Deprecated: the solknife-sol-landed entry in accepts[] is our old pay-then-prove path — send lamports yourself, then retry with X-Payment: <base58 signature>. It still works while existing callers migrate, but no standard x402 client can pay it. Prefer exact.

Machine-readable everything: /openapi.json describes each endpoint and its input schema, and /api/manifest carries the live gate state.

Sign-in bypass (SIWS session)

Pay-per-call is the universal path, but agents that make many calls in a row can sign in once and skip the per-call fee for an hour. The bypass is a cookie issued only after a real Sign-In With Solana (SIWS) signature — there's no shared origin allow-list, no spoofable header.

Three-step handshake:

# 1. Ask for a challenge bound to your wallet
curl -s -c cookies.txt -X POST https://solknife.xyz/api/auth/challenge \
  -H 'content-type: application/json' \
  -d '{ "wallet": "<YOUR_PUBKEY>" }' | jq .

# Response:
# { "ok": true, "data": { "message": "...", "nonce": "...", "issuedAt": "..." } }

# 2. Sign the EXACT message bytes with your wallet's Ed25519 key
#    (Node example using @noble/curves):
#      const sig = ed25519.sign(new TextEncoder().encode(message), privKey);
#      const signatureBase64 = Buffer.from(sig).toString("base64");

# 3. POST the signed message back to mint a session cookie
curl -s -b cookies.txt -c cookies.txt -X POST https://solknife.xyz/api/auth/verify \
  -H 'content-type: application/json' \
  -d '{ "wallet": "<YOUR_PUBKEY>", "message": "<MSG>", "nonce": "<NONCE>", "signatureBase64": "<SIG_B64>" }'

# Subsequent gated calls just need the cookie:
curl -s -b cookies.txt "https://solknife.xyz/api/check?mint=<MINT>"

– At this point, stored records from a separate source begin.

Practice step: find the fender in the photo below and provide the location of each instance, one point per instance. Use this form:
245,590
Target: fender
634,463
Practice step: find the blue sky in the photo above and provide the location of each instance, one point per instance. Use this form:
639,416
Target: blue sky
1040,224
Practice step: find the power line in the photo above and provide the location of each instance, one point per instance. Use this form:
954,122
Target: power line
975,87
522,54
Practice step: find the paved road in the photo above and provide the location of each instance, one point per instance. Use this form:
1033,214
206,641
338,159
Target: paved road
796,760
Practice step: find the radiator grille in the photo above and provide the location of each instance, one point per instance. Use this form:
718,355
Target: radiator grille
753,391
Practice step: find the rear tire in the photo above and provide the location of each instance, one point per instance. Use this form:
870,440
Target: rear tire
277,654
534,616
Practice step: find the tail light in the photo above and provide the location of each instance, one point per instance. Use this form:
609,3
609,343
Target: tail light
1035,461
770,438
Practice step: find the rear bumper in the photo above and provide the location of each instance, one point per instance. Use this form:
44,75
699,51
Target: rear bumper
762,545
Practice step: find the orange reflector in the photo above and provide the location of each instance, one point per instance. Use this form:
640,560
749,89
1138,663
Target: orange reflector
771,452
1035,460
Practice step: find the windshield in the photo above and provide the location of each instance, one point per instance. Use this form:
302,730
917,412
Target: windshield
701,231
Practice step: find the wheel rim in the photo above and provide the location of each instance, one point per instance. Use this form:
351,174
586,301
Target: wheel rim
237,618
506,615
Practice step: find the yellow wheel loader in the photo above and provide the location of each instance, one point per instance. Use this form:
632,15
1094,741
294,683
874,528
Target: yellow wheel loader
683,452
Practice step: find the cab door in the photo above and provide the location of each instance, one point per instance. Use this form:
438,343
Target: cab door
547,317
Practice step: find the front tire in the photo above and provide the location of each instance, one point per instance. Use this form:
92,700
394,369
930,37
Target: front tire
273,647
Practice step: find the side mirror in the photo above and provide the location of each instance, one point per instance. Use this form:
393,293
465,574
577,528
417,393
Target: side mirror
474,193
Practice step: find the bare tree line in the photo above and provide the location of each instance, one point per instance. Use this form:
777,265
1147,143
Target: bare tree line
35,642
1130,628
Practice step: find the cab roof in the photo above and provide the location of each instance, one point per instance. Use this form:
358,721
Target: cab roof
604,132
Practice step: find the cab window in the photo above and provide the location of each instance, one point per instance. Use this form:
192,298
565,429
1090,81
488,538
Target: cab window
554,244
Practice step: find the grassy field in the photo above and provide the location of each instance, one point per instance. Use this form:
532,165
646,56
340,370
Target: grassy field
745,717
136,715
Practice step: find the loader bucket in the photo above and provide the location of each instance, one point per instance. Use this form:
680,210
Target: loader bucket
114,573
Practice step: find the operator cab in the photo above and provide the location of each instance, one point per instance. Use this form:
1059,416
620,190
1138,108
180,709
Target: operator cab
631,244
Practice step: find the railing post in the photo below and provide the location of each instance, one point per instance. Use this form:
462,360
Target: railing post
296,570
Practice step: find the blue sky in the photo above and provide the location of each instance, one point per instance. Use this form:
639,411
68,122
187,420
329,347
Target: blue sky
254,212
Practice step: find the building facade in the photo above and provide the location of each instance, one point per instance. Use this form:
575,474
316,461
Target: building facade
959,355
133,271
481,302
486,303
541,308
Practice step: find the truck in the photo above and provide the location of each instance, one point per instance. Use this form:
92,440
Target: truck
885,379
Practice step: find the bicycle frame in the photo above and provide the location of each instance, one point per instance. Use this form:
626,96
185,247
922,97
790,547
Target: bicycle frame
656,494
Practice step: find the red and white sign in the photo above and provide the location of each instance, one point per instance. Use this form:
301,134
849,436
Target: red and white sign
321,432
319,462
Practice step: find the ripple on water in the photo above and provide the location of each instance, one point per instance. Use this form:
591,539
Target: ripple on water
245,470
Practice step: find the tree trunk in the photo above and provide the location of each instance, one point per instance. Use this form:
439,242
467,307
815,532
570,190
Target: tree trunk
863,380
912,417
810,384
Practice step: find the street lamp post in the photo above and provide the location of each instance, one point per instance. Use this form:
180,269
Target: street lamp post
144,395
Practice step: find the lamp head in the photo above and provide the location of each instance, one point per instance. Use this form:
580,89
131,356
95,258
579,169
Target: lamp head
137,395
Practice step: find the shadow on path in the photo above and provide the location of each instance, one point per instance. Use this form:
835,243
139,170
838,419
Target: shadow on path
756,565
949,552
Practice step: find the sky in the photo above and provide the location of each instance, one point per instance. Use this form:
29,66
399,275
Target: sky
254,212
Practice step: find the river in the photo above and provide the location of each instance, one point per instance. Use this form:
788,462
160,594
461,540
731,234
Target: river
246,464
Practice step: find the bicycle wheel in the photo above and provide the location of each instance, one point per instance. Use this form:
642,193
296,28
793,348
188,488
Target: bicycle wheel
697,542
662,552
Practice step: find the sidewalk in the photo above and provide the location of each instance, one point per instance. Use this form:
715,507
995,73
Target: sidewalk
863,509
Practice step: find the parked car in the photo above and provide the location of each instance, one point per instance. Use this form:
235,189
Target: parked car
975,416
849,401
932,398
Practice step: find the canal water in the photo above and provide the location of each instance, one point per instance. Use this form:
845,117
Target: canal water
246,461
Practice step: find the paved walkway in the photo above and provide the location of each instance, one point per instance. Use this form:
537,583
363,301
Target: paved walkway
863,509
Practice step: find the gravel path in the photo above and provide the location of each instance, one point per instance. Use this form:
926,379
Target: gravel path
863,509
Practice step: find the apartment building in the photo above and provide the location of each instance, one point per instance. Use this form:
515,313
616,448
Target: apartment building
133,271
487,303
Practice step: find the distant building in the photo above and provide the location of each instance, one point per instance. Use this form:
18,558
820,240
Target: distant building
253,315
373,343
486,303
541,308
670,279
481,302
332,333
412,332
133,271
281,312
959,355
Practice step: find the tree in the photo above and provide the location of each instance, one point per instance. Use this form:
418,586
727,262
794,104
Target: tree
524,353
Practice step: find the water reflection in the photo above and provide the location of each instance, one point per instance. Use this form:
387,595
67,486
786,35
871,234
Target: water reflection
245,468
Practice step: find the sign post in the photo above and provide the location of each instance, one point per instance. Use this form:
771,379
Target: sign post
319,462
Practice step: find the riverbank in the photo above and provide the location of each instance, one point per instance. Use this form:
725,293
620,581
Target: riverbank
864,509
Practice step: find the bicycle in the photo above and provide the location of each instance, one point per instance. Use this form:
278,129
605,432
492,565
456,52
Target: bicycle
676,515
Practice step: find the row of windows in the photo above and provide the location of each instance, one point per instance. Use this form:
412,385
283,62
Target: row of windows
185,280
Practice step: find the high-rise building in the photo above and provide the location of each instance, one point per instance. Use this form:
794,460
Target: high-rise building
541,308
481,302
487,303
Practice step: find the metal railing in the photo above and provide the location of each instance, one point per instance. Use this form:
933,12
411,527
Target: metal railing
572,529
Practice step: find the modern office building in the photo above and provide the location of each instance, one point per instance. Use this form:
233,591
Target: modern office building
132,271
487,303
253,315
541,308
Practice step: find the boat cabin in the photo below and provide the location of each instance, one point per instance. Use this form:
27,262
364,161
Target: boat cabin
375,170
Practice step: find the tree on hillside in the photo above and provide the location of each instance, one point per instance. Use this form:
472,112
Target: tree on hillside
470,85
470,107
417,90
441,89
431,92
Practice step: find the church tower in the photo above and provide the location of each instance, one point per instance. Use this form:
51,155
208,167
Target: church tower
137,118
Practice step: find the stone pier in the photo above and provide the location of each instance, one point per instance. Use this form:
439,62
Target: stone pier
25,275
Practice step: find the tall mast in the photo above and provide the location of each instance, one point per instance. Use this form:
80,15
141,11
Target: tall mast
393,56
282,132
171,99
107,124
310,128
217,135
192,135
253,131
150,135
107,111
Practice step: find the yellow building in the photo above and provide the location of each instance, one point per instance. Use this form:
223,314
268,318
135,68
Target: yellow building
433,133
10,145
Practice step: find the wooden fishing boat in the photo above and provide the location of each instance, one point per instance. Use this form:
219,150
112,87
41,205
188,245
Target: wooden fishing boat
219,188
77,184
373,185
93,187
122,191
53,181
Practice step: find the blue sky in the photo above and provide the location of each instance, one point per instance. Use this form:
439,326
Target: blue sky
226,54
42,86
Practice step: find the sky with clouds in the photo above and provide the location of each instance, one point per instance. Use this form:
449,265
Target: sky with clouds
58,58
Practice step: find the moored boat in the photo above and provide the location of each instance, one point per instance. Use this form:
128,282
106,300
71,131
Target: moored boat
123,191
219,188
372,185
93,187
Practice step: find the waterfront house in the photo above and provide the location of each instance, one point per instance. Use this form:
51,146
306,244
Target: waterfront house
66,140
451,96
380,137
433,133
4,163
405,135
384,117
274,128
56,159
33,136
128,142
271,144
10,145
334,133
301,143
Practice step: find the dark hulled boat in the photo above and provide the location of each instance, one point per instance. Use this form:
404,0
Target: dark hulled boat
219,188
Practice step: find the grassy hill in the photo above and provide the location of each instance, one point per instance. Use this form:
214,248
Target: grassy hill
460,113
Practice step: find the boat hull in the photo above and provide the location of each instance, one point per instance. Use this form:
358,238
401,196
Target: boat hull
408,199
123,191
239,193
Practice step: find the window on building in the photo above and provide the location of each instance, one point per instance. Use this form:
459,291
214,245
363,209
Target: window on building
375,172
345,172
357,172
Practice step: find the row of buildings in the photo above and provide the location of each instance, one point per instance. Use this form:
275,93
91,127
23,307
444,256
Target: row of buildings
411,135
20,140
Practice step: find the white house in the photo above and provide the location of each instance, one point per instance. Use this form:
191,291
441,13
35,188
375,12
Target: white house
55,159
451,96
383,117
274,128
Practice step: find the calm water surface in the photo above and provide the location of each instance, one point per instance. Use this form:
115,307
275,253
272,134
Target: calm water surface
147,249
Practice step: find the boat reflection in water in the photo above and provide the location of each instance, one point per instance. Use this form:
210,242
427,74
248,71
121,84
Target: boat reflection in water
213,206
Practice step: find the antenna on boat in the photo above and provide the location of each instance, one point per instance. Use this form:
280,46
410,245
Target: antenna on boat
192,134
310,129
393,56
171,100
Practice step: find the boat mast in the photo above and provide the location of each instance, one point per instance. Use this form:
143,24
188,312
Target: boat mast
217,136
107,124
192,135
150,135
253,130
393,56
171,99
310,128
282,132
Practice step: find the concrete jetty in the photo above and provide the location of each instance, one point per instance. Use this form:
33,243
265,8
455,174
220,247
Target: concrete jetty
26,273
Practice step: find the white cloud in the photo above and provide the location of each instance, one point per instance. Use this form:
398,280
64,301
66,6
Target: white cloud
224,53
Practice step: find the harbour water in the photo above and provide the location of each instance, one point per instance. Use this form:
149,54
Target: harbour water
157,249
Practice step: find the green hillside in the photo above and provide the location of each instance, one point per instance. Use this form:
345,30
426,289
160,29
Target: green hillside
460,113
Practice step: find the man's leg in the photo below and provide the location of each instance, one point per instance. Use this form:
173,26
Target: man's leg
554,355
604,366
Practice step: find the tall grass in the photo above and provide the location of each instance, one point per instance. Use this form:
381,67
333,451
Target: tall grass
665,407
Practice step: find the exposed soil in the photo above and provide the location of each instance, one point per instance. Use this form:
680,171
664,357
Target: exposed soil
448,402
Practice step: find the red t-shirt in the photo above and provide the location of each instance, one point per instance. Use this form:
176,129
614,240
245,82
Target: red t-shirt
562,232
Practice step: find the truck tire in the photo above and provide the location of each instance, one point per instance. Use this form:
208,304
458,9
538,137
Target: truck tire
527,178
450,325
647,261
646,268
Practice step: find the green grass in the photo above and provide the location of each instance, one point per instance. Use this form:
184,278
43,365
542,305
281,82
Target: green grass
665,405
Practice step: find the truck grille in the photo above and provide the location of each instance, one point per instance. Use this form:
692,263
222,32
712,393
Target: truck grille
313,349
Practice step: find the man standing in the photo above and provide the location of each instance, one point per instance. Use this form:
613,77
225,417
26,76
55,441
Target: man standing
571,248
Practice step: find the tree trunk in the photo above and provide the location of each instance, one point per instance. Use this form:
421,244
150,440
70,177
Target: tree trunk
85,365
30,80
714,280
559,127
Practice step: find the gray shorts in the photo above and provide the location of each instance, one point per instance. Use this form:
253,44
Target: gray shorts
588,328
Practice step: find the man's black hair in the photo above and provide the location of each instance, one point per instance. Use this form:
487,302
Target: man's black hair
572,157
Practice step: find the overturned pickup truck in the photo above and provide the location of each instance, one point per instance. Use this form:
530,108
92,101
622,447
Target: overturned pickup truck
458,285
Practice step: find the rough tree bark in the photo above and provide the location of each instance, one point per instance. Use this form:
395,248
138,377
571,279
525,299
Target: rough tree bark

# Sign out (clears the cookie):
curl -s -b cookies.txt -X POST https://solknife.xyz/api/auth/logout

The cookie is HttpOnly; Secure; SameSite=Lax and HMAC-signed with a server-side secret over (wallet, expiresAt). It can't be forged client-side and survives only as long as its embedded expiry. Lifetime: 1 hour. Browser users get this automatically; the wallet adapter calls /api/auth/challenge the moment they connect.

Discover the endpoints + cookie name from the x402.sessionAuth block of /api/manifest — that's the contract, not this paragraph.